Delphine et Muriel Coulin ont adapté le très beau roman de Laurent Petitmangin (Ce qu’il faut de nuit) en se concentrant d’abord sur la lente dislocation d’une famille face à la dérive nationaliste d’un des deux fils, quitte à aborder trop sommairement les mécanismes insidieux d’un repli identitaire.
Il y a Louis, le cadet, qui brille dans ses études et va peut-être intégrer la Sorbonne. Il y a Félix, dit Fus, l’aîné, qui végète dans un IUT en métallurgie et se rapproche peu à peu de groupuscules d’extrême-droite. Et il y a Pierre, leur père, qui les élève seul depuis la mort de leur mère. Ce père qui, pétrit de valeurs progressistes, assiste impuissant à la dérive nationaliste de l’un de ses fils. Ce père qui n’a rien vu venir… Ce père qui ne comprend pas, lui le technicien à la SNCF encarté à gauche… Dans cette région en crise de Lorraine, entre rejet des politiques et manque de repères, inquiétude du chômage et avenir bouché, il est facile de basculer dans une forme de radicalisation.

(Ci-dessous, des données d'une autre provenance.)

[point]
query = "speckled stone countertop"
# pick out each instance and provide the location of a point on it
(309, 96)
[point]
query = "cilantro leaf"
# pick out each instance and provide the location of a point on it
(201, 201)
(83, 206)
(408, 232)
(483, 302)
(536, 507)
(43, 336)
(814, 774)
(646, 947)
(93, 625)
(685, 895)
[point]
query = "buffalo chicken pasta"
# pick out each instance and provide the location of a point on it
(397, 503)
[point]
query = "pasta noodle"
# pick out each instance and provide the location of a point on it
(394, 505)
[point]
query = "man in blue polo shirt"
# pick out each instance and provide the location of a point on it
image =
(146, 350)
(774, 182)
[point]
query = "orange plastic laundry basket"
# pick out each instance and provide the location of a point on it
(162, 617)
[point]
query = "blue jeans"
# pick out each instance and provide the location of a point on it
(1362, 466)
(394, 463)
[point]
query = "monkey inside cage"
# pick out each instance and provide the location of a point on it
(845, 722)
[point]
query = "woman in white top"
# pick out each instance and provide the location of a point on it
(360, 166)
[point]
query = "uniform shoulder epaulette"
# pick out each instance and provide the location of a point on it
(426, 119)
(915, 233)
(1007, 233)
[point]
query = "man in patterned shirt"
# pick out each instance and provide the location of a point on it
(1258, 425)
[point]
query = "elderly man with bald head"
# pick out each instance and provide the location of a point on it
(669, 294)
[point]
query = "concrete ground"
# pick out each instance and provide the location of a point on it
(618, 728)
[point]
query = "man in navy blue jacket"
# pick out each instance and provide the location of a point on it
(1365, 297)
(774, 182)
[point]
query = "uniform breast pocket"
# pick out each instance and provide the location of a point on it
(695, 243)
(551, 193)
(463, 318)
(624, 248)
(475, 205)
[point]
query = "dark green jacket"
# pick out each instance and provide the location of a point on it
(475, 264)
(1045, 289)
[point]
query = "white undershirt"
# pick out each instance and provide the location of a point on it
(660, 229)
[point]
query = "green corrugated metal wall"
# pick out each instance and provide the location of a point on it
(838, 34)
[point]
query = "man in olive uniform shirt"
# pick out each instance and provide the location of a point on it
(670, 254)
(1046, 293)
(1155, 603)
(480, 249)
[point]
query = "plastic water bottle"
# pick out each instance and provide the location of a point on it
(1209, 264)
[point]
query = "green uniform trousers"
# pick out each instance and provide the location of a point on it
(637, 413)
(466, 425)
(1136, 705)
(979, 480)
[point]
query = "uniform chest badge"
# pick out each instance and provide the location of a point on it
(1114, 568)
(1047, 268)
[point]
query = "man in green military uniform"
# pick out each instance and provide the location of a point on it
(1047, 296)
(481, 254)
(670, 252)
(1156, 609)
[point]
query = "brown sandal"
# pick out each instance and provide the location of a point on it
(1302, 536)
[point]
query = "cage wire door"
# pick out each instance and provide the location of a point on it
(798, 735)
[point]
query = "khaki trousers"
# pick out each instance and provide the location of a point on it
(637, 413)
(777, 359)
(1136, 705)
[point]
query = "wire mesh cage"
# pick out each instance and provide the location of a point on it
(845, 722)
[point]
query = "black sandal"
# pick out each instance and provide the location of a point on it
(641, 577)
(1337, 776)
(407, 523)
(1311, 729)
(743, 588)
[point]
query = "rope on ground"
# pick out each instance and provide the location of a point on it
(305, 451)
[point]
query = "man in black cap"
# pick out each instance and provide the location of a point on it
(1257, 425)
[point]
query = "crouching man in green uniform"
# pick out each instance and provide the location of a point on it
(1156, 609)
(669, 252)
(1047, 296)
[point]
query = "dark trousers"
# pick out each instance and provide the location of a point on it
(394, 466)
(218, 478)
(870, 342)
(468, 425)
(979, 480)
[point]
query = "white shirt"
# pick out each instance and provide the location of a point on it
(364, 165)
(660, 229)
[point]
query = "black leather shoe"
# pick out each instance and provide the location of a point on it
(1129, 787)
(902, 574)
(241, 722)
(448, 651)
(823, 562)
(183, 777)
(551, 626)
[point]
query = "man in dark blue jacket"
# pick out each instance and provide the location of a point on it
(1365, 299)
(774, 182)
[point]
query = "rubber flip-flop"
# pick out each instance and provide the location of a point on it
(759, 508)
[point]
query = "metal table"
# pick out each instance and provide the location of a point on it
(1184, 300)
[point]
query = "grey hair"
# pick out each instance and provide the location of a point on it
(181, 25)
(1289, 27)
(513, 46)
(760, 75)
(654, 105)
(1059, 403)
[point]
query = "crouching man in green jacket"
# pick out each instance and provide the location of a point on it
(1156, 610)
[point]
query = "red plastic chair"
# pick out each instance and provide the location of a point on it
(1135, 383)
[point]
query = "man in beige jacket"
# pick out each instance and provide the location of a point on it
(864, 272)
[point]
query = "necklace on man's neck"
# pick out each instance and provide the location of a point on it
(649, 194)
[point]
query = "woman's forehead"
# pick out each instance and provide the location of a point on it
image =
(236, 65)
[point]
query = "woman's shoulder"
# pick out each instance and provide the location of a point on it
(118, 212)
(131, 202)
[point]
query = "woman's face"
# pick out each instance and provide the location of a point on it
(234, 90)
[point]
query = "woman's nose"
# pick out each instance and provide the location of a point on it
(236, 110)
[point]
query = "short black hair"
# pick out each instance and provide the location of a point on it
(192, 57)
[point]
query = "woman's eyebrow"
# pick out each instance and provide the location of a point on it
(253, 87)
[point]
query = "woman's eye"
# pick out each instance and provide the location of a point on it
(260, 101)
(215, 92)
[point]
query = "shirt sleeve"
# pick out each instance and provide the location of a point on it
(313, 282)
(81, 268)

Delphine et Muriel Coulin ont adapté le très beau roman de Laurent Petitmangin (Ce qu’il faut de nuit) en se concentrant d’abord sur la lente dislocation d’une famille, quitte à aborder trop sommairement les mécanismes insidieux d’un repli identitaire (résumés ici à deux ou trois fachos qui viennent taper l’incruste dans les vestiaires et à un match de foot), quand le roman parvenait, par la seule voix du père où se devinait remords et culpabilité, à entrelacer avec finesse ces deux aspects du récit. Ici on ne sent jamais vraiment cette déshérence idéologique qui fracture, cette « tentation du pire » qui s’annonce (« On a essayé la gauche, on a essayé la droite, maintenant il faut trouver une autre solution », expliquera Fus), maladroitement amenées et conduites au sein de la narration.
Cela confère au film une certaine platitude, platitude dans son message qui enfonce des portes ouvertes sans chercher à approfondir le basculement de Fus et sa logique (il faut voir la discussion, insipide et manichéenne, entre Fus, Louis et l’un de ses amis autour des dangers de l’extrême-droite) et dans sa manière, sans relief, de mettre en scène les rapports de plus en plus conflictuels entre Fus et son père et les limites de l’acceptation de celui-ci, de l’amour porté à sa chair et son sang malgré ses écarts (qui iront jusqu’à l’irréparable). Et puis bon, Lindon fait du Lindon, as usual, tranquille dans sa zone de confort de VRP du cinéma social français, et on le préfère quand il s’éloigne un tant soit peu de cette image-là, notamment chez Ducournau ou chez Dupieux. Et peut-être aurait-il fallu un autre acteur pour nous étonner davantage, Damien Bonnard par exemple, Swann Arlaud ou Frédéric Pierrot pourquoi pas. Benjamin Voisin et surtout Stefan Crepon restent les seuls vrais intérêts du film, chacun remarquable dans des rôles différents, mais porteurs tous les deux d’un certain malaise de classe qui n’attendait, pour Fus (pour Louis, ce sera lors d’une intense et courte scène où il éreinte son père), qu’à violemment s’exprimer.